A recent data protection impact assessment (DPIA) made by Privacy Company on behalf of the Dutch Ministry of Security and Justice found that another data scandal is afoot, with Microsoft collecting and storing data of its individual users without their knowledge.
“The results of this Data Protection Impact Assessment (DPIA) are alarming,” the report explained. “Microsoft collects and stores personal data about the behaviour of individual employees on a large scale, without any public documentation.” The Dutch government commissioned the report to help its 300,000 workstations nationwide understand how to best handle their relationship with Microsoft, according to The Next Web.

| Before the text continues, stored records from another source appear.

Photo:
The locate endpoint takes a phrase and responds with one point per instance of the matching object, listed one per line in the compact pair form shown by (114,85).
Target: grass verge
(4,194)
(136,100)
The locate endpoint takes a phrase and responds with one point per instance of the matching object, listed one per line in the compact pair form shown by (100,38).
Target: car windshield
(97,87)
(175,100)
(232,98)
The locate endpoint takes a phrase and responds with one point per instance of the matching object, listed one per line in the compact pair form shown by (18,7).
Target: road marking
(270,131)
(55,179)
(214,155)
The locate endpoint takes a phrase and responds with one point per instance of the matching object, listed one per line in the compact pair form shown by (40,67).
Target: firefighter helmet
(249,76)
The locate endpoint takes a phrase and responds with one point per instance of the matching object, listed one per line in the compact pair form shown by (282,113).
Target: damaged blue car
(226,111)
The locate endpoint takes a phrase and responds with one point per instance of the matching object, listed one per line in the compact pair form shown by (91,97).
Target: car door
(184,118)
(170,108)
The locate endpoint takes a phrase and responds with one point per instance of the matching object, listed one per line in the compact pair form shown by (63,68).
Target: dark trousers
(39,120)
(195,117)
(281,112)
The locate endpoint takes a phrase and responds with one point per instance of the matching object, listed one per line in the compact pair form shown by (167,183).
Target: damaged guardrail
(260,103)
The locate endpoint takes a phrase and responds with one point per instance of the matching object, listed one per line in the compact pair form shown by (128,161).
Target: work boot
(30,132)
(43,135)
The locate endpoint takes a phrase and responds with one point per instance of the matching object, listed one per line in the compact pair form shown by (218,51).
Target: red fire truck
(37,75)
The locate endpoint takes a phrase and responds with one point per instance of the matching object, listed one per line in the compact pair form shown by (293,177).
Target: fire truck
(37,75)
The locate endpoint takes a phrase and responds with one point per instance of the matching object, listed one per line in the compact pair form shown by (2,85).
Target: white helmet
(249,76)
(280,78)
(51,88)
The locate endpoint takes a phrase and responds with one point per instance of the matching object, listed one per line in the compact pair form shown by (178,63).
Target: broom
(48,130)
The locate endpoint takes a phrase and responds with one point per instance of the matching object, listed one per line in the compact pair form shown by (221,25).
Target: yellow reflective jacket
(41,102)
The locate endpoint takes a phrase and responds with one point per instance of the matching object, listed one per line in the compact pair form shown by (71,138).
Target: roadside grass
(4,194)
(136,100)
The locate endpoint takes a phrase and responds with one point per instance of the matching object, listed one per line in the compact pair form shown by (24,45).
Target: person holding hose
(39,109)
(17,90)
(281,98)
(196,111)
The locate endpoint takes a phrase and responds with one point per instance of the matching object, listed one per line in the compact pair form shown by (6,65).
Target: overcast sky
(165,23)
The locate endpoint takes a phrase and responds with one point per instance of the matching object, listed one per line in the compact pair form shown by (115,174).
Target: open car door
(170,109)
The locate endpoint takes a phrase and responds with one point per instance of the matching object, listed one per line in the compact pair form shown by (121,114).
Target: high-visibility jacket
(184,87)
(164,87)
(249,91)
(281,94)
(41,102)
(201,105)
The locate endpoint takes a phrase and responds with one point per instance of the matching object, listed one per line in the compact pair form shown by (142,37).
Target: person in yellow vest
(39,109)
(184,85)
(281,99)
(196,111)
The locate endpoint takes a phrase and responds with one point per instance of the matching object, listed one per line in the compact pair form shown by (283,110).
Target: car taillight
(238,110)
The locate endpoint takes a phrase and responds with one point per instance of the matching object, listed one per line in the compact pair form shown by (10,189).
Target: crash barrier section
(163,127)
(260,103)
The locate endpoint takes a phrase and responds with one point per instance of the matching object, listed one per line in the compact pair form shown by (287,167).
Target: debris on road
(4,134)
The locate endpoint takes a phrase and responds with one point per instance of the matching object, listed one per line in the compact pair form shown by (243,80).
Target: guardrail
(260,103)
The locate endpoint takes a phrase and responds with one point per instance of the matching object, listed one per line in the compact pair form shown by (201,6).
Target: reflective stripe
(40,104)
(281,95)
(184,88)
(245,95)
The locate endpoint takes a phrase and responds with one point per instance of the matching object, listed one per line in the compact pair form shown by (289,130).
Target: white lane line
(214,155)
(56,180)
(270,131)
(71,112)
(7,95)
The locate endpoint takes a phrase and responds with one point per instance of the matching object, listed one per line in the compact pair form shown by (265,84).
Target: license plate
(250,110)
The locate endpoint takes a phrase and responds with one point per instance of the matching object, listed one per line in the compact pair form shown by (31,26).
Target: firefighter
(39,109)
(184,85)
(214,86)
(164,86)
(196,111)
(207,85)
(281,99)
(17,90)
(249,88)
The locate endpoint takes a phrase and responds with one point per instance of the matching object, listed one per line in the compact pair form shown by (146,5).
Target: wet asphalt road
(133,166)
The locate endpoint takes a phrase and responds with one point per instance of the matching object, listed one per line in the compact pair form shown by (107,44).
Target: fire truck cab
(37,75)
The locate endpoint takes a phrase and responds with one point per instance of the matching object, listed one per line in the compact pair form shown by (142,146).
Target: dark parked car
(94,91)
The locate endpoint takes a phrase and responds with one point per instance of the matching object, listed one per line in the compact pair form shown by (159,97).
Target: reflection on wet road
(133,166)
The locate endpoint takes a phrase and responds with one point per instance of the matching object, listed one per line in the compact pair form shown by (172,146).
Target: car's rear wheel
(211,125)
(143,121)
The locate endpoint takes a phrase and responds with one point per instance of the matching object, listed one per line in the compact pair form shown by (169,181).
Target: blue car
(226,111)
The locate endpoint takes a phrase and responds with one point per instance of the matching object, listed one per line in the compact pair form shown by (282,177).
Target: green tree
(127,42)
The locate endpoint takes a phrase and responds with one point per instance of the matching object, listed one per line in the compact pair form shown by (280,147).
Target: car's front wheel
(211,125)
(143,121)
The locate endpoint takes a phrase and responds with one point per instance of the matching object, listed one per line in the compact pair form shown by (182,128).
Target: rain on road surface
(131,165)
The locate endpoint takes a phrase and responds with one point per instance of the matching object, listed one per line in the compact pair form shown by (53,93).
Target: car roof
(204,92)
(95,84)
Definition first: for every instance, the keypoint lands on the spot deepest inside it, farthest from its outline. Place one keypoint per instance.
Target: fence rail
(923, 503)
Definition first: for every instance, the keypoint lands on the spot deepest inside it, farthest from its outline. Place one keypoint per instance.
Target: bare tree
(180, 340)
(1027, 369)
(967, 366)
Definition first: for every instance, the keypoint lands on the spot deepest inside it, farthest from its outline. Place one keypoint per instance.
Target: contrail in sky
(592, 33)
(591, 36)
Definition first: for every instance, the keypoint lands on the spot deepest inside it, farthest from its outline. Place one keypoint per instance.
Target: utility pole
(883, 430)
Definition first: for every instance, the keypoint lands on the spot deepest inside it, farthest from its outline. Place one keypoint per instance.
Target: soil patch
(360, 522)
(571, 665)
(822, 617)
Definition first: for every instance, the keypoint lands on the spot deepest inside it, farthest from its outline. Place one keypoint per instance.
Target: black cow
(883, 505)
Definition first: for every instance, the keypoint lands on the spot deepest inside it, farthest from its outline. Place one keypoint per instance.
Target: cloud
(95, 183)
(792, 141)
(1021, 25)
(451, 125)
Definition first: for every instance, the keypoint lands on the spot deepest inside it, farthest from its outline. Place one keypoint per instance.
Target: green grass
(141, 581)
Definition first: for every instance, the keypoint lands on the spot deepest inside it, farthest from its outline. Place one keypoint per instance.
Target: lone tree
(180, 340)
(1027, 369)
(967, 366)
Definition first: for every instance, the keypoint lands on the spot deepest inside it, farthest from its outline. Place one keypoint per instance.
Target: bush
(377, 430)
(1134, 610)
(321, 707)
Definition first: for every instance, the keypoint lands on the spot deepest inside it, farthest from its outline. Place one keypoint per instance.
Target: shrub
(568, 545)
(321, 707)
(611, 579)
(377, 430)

“Microsoft does not offer any choice with regard to the amount of data, or possibility to switch off the collection, or ability to see what data are collected, because the data stream is encoded,” the report continued. “Similar to the practice in Windows 10, Microsoft has included separate software in the Office software that regularly sends telemetry data to its own servers in the United States.”
The telemetry data issue is particularly worrisome, as the Dutch are planning on moving from storing their data locally to using Microsoft cloud programs SharePoint, OneDrive, and possibly the web-only version of Office 365. The DPIA finds that these new methods may have “high data protection risks for data subjects.”
The report does clarify that Microsoft is making adjustments to such privacy concerns such as a telemetry data viewer tool and a new “zero-exhaust setting.” Privacy Company recommends that admins of the enterprise version of Office ProPlus, particularly those in the Netherlands, should take the extra precautions of centrally prohibiting the use of Connected Services and the option for users to send personal data to Microsoft to ‘improve Office,’ not using SharePoint Online, OneDrive, or web-only version of Office 365, and applying the new zero-exhaust settings.